Virtual Piggy focuses on growth initiative

LOS ANGELES — Virtual Piggy initiated a consumer acquisition campaign to start building its subscriber base. Throughout the past four months, Virtual Piggy has added more than 400,000 new accounts most of which are based in the U.S. and some which were recently added in Canada.  

The two main areas for teen and tween purchases online are gaming and clothing and accessories. Virtual Piggy continues to integrate with retailers and game publishers in the U.S. and Europe. In the third quarter, the company entered into co-marketing initiatives with Claire’s and Habbo Hotel. 

Virtual Piggy also entered into a marketing agreement with InComm early in the third quarter to deliver digital gift cards through Virtual Piggy’s e-commerce operation.
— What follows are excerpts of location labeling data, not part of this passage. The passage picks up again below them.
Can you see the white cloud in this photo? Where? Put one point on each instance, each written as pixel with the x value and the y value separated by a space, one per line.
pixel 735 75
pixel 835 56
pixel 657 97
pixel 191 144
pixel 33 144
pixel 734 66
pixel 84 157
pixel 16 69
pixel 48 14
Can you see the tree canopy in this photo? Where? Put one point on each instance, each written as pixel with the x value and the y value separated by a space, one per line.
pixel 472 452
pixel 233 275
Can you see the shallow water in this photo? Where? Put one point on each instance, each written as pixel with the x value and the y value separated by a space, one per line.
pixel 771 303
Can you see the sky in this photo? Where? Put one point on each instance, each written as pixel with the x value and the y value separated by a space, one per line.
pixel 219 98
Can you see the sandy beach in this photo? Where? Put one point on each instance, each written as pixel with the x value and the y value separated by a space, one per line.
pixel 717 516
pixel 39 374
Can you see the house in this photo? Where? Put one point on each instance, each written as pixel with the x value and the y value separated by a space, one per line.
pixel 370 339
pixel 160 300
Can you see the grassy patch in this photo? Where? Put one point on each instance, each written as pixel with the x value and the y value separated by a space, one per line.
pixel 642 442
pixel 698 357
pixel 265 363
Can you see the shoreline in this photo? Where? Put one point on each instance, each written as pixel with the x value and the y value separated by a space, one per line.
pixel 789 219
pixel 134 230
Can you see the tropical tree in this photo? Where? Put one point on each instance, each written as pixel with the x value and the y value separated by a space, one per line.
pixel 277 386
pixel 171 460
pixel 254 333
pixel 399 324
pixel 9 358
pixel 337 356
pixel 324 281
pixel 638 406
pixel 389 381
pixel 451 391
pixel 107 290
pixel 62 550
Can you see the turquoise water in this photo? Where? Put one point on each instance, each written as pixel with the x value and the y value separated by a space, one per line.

This allows parents, grandparents, aunts, uncles and friends to easily purchase and send digital gift cards from major brands directly to users of Virtual Piggy. These retailers and publishers will be featured in upcoming holiday promotions at Virtual Piggy.
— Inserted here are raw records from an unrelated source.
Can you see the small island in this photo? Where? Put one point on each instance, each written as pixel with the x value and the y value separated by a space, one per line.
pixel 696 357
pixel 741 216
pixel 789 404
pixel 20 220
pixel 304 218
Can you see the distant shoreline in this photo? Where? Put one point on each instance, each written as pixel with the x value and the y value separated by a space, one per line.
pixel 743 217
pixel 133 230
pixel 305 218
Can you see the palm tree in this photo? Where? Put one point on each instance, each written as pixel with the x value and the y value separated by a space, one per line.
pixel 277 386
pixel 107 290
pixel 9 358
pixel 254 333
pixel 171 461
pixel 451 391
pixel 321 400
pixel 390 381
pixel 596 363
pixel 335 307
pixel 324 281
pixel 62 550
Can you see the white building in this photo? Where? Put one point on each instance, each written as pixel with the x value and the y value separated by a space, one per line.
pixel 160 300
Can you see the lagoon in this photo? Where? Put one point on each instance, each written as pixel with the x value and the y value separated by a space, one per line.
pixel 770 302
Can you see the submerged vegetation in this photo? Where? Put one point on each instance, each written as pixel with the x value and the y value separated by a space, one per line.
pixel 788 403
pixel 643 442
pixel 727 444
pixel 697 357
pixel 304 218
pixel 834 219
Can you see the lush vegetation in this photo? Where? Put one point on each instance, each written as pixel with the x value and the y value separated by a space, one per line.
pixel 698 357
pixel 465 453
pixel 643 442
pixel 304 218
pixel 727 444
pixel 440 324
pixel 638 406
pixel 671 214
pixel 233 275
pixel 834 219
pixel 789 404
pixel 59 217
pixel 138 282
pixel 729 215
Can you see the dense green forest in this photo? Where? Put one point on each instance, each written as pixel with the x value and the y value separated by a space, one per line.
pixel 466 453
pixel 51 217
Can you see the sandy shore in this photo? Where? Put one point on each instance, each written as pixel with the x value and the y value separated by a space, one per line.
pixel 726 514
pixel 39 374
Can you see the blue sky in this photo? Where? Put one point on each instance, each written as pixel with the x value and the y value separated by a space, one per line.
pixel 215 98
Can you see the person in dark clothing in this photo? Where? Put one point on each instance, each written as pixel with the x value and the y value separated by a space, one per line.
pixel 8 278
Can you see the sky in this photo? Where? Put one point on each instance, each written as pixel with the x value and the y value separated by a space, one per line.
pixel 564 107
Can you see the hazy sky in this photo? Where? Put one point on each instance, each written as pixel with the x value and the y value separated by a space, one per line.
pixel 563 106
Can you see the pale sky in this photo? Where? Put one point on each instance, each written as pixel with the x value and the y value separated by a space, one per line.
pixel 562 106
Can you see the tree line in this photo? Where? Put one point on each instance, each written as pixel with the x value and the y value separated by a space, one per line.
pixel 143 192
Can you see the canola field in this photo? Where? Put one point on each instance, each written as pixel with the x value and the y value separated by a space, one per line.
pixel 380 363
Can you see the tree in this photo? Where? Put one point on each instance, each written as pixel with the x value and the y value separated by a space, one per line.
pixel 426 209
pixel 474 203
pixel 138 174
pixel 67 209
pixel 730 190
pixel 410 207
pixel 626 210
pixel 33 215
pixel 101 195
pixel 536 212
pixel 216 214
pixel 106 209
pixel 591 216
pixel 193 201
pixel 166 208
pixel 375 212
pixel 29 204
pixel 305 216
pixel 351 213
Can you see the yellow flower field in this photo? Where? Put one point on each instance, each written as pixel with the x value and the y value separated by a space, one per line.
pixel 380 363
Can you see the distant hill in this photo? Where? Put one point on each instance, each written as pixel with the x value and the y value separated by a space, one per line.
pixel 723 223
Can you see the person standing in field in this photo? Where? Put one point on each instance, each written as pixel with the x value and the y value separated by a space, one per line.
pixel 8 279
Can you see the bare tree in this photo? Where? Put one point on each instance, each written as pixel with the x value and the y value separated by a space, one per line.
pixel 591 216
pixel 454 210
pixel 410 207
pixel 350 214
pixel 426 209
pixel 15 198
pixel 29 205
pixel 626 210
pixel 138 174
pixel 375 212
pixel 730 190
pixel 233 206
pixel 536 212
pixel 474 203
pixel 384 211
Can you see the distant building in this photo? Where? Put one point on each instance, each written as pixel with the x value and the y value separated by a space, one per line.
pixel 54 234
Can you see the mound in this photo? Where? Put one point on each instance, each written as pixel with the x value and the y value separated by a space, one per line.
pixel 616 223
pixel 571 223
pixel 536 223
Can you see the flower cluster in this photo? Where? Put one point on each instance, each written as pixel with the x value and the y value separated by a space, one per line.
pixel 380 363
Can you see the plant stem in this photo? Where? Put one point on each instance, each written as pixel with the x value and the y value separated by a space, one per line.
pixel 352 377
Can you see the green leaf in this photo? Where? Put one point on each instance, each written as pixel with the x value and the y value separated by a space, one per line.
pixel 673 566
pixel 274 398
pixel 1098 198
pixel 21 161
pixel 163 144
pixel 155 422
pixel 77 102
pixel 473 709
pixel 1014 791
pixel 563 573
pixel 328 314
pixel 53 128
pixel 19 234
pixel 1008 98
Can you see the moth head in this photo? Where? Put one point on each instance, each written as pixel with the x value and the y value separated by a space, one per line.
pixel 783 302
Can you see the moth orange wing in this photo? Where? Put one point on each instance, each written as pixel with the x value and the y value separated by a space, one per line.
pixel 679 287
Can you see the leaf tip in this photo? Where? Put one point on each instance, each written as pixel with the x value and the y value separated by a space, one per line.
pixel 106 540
The company also raised $6.4 million during the second quarter through a private placement of securities as well as option and warrant exercises, bringing cash at the end of second quarter to $8.3 million.
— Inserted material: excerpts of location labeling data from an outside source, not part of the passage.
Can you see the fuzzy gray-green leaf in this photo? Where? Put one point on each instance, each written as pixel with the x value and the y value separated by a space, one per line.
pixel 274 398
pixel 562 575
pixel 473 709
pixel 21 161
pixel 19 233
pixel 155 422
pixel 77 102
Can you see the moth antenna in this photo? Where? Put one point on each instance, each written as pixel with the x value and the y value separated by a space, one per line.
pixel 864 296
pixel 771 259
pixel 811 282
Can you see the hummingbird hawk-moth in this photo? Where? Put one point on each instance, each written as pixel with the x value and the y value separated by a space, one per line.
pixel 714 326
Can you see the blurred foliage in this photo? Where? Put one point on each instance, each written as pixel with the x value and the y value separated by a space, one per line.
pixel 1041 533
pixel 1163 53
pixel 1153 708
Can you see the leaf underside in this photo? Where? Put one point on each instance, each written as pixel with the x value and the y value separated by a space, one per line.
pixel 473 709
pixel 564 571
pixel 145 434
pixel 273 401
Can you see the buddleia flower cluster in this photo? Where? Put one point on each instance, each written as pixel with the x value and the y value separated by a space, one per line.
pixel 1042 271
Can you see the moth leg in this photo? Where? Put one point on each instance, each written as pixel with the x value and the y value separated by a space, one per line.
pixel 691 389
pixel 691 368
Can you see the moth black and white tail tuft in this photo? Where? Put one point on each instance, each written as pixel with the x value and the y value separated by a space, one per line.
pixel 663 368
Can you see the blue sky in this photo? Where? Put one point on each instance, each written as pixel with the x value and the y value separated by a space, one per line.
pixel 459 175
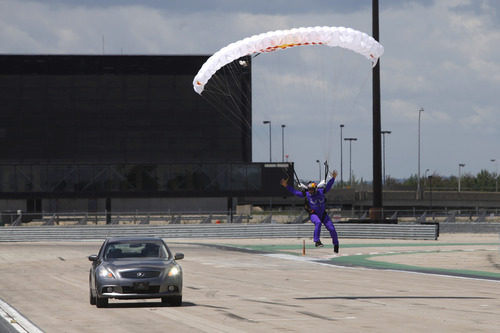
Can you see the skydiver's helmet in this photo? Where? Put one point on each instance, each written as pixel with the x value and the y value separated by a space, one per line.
pixel 311 187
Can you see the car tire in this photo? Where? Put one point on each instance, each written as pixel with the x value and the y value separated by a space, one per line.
pixel 92 298
pixel 172 300
pixel 101 302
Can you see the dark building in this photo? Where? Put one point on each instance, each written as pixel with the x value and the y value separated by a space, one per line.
pixel 123 133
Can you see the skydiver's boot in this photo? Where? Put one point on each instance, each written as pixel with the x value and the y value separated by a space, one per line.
pixel 318 244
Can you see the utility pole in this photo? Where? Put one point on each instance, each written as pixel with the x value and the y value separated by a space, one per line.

“It’s been a very busy two quarters,” said Dr. Jo Webber, CEO and Founder of Virtual Piggy. “We are thrilled to be at the point in our growth where we are onboarding users at continuously accelerating rates, integrating major retailers and gaming publishers, and seeing the adoption and use of our platform on a global basis.”

Consumer acquisition is the core focus for Virtual Piggy in 2013, and the company continues to focus on rapidly growing its user and merchant base, as well as develop channel partner programs with major e-commerce and gaming platforms. In the second quarter, Virtual Piggy launched in Europe, and the first merchants and users will be live using the Virtual Piggy service in Europe in the third quarter of 2013. The company expects to see some revenue generation from the U.S., European and Canadian markets in the third and fourth quarters. However, the company does not expect to generate significant revenue until 2014.